Turner divides with Major-general Robert Monro [q. v.] the honour of being the original of Dugald Dalgetty, whose character is, however, more akin to Turner's than to Monro's (Scott, Legend of Montrose, pref.; Notes and Queries, 3rd ser. viii. 144; Blackwood's Mag. October 1898; Literature, 22 Oct. and 5 Nov. 1898). Turner's career may also have suggested some incidents in ‘Old Mortality.’ The ‘Pallas Armata’ is there mentioned as the literary pabulum of Major Bellenden, and its author forms the subject of a note (chap. xi. and note).

A contemporary ‘Colonel’ James Turner (d. 1664), born at Hadley, near Barnet, the son of a minister there, and said to have been apprenticed to a lace merchant in Cheapside, became a goldsmith and lieutenant-colonel of the city militia during the civil war. Pepys describes him as ‘a mad swearing, confident fellow, well known by all, and by me.’ His vices and extravagances led him into debt and crime, and he was executed at Lime Street on 21 Jan. 1663–4 for committing a burglary at the house of Francis Tryon, a London merchant. His death was witnessed by Pepys (who paid a shilling and stood ‘upon the wheel of a cart, in great pain, above an hour before the execution was done’), and was made the occasion of many catch-penny tracts (see Life and Death of James Turner and other pamphlets in Brit Mus. Cat.; Pepys, Diary, ed. Braybrooke, ii. 270–4; Granger, Biogr. Hist. iv. 213).

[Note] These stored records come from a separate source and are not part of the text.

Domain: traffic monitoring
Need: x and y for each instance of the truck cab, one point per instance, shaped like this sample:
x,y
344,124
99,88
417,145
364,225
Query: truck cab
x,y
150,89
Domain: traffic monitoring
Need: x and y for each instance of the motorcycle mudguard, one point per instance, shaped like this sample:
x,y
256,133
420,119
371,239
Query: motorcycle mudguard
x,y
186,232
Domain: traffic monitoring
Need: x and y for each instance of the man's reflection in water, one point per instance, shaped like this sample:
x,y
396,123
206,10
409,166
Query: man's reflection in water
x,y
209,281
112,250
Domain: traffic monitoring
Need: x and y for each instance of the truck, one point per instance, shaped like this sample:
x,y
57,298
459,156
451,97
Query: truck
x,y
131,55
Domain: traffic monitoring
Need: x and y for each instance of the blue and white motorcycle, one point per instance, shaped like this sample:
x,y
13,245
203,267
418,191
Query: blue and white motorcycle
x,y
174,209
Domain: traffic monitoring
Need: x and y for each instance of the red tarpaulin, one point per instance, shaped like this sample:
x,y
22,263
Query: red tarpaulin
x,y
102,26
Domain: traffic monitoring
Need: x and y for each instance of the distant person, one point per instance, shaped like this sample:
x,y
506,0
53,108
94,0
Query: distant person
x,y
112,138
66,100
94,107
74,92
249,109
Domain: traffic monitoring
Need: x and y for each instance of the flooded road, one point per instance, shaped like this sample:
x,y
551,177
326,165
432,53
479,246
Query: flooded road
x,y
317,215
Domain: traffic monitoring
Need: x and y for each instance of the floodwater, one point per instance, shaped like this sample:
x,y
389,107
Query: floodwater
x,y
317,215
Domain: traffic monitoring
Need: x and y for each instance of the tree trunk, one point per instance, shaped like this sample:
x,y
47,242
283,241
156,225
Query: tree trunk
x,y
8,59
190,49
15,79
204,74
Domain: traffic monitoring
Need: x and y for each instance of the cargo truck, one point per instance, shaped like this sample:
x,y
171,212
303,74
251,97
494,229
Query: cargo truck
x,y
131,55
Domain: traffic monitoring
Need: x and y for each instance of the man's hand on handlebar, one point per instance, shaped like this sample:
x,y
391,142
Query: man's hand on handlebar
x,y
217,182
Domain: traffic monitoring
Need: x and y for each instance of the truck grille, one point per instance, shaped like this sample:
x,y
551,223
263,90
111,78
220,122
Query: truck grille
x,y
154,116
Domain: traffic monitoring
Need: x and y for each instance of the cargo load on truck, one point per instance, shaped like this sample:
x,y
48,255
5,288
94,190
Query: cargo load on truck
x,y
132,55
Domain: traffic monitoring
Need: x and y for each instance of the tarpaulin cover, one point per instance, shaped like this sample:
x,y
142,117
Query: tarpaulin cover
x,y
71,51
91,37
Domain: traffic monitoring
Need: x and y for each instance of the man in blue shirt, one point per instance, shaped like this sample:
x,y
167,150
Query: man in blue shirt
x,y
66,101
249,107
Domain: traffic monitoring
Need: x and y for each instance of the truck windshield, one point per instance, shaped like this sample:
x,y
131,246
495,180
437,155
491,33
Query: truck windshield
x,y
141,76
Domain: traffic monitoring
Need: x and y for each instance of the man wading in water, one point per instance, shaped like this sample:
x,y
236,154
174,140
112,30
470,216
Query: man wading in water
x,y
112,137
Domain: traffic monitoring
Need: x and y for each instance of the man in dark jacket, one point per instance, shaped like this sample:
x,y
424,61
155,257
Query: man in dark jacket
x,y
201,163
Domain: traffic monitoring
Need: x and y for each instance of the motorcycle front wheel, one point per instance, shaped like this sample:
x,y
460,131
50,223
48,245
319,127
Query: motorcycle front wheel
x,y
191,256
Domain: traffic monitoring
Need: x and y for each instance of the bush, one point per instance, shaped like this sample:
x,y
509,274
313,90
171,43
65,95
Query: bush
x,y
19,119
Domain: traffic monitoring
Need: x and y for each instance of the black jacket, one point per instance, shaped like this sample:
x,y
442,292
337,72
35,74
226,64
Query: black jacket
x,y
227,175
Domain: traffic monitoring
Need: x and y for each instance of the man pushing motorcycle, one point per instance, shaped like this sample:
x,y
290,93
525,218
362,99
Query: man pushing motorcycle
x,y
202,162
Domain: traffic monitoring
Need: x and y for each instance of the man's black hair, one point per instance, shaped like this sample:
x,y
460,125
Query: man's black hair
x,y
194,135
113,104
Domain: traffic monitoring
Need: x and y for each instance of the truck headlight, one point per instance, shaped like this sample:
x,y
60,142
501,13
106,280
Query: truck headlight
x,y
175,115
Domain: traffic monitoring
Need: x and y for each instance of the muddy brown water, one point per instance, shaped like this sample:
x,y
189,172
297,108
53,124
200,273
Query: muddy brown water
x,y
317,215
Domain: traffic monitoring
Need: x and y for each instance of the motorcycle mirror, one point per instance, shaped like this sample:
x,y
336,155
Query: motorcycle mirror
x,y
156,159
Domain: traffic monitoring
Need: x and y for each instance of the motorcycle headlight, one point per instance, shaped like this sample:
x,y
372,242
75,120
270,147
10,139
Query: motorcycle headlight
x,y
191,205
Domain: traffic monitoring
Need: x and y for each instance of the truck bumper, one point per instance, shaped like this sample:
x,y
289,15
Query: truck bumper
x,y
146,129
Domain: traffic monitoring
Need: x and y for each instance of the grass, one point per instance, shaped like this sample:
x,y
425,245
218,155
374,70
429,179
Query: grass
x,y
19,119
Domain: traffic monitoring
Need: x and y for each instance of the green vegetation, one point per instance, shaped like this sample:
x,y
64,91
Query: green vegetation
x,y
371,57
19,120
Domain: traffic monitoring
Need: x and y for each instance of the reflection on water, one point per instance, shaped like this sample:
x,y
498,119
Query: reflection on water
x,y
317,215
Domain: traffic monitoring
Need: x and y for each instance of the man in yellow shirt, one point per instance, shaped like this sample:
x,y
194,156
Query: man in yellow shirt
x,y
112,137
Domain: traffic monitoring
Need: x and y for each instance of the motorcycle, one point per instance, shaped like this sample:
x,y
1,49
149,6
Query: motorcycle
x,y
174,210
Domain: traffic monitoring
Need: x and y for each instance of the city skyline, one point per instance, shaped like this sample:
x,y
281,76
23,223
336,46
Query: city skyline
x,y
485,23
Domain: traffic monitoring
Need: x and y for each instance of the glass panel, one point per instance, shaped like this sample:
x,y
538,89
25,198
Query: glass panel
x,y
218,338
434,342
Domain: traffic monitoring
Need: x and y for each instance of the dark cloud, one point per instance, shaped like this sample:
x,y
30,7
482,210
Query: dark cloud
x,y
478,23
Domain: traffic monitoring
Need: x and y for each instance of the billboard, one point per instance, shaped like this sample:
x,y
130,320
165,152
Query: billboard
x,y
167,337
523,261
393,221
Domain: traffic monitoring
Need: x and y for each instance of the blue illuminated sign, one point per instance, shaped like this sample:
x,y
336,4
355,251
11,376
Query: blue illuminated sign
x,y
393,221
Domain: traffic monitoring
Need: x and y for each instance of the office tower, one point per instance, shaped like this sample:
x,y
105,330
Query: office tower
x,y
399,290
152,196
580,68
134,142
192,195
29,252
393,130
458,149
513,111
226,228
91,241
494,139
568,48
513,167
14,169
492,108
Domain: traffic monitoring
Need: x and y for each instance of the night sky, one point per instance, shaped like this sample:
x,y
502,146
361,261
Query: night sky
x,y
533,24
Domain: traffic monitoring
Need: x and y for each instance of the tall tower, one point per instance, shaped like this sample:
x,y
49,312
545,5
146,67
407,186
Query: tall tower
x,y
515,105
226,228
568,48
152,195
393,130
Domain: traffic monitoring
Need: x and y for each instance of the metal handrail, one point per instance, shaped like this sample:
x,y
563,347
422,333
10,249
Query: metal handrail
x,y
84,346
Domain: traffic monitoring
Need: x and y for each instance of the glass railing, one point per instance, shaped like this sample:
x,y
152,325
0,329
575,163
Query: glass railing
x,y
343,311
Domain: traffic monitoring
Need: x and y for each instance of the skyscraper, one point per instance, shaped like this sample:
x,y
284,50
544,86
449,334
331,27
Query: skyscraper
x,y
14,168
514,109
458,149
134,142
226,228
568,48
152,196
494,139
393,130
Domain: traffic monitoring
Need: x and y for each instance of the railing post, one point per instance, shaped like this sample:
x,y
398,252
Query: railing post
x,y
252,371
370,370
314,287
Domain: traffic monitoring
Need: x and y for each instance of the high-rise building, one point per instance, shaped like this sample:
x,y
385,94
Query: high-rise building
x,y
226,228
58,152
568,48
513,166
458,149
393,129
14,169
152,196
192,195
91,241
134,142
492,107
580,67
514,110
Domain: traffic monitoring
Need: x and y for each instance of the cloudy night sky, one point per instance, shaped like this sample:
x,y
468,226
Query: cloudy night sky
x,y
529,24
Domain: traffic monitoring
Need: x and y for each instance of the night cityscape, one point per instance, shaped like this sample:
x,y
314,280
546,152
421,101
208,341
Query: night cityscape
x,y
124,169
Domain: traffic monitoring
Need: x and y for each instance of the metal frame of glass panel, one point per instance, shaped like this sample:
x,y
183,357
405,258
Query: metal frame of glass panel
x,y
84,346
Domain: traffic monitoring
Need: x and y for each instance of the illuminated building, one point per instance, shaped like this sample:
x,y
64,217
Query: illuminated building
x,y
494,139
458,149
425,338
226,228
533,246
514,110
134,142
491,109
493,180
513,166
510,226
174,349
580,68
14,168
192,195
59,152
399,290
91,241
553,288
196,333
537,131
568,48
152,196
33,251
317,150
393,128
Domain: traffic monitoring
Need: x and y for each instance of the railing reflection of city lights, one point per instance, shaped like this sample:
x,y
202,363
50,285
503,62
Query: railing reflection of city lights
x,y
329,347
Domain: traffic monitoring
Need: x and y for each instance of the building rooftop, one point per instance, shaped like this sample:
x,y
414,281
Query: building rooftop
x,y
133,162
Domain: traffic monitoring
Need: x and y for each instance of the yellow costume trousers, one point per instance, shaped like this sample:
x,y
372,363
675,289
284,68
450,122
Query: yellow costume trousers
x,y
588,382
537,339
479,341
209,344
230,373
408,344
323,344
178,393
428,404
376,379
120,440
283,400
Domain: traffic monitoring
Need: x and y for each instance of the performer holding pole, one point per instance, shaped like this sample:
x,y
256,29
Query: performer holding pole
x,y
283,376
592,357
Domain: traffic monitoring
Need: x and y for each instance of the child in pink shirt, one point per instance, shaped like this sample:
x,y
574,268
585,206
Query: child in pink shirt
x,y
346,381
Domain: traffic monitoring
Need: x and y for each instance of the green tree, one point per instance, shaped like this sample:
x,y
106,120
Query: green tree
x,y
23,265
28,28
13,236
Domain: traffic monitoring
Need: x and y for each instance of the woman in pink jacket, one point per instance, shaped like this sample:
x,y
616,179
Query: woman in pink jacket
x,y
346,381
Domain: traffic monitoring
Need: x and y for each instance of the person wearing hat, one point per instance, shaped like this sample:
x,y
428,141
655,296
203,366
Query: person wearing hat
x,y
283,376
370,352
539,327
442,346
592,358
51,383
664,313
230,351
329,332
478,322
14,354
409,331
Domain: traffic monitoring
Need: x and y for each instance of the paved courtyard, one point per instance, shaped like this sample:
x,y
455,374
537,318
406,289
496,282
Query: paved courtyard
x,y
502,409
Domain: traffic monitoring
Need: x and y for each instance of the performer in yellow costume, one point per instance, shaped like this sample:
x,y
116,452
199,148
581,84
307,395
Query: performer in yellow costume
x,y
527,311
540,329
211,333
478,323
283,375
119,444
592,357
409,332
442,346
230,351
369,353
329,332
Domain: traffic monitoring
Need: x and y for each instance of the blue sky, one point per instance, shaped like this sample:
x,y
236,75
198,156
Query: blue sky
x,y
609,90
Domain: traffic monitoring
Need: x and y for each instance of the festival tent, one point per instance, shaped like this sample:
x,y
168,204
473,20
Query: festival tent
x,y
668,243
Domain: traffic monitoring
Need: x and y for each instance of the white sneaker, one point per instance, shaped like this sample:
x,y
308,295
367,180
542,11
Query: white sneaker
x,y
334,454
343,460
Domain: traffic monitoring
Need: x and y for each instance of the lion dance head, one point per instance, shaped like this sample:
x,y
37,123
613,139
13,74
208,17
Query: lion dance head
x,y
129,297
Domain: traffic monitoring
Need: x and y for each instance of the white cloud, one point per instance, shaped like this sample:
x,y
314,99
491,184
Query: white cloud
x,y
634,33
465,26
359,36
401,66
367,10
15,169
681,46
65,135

[Turner's Memoirs; Cal. State Papers, Dom. passim; Add. MSS. 23117 f. 1, 23119 f. 126; Egerton MSS. 2536 f. 341; Burnet's Own Time, ed. 1766, i. 296, 326, 346, and Lives of the Dukes of Hamilton; Hamilton MSS. Ap. Hist. MSS. Comm. 11th Rep. App. pt. vi.; Lauderdale Papers (Camden Soc.), ii. 82, 83; Lamont's Diary (Maitland Club), p. 194; Lauder of Fountainhall's Hist. Notices, pp. 388, 391, 426, Baillie's Journals, iii. 457, Nicoll's Diary of Transactions, pp. 409, 451 (all these in Bannatyne Club); Guthry's Memoirs, 1748, pp. 272, 275, 277; Wodrow's Hist. of the Sufferings of the Church of Scotland, ed. 1829, passim; Granger's Biogr. Hist. iii. 397; Lingard's Hist. of England, ix. 69; Gardiner's Civil War, iv. 155, 182, Commonwealth, i. 420.]